The proposed HO-Auth scheme uses the LSTM-based RNN algorithm to identify attackers using the CSI data obtained based on SS. The RNN algorithm suffers from the vanishing gradient problem; therefore, in place of RNN, we used a modified RNN called LSTM algorithm. The advantage of LSTM over unmodified RNN lies in its capability to manage long-term temporal dependencies and the existence of cell state. Each cell consists of a memory cell in each RNN unit, which preserves the previous sequential input data’s data along with unit values. Using three gates—the input, forget, and output gate—the LSTM modelcaptures long-term dependencies by filtering information through a sigmoid activation in each gate [15]. The LSTM model is used in the scheme to build a device profile using the captured CSI data, which has strong dependency on the device’s physical location.

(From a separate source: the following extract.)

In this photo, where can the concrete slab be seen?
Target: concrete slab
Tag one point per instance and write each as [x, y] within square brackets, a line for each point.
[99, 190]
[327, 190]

The device profile is initially built on the user’s fixed location and rebuilt as the user moves from the lab to the corridor. The movement patterns are recorded, with the profile stored along with its associated device ID, and a sequential correlation with CSI data is analyzed between the established user profile and a new device sharing a similar device ID. Device authentication is denied when the intruder device exhibits less association with the user profile and sends multiple authentication requests compared to the honest device. The CSI data captured in the lab and the corridor include10 training points and ten testing points. Data captured from each location point via the access points in both the lab and the hallway are used to build a user profile.

Fig. 3. (a) Initial profile build accuracy and (b) authentication requests by device.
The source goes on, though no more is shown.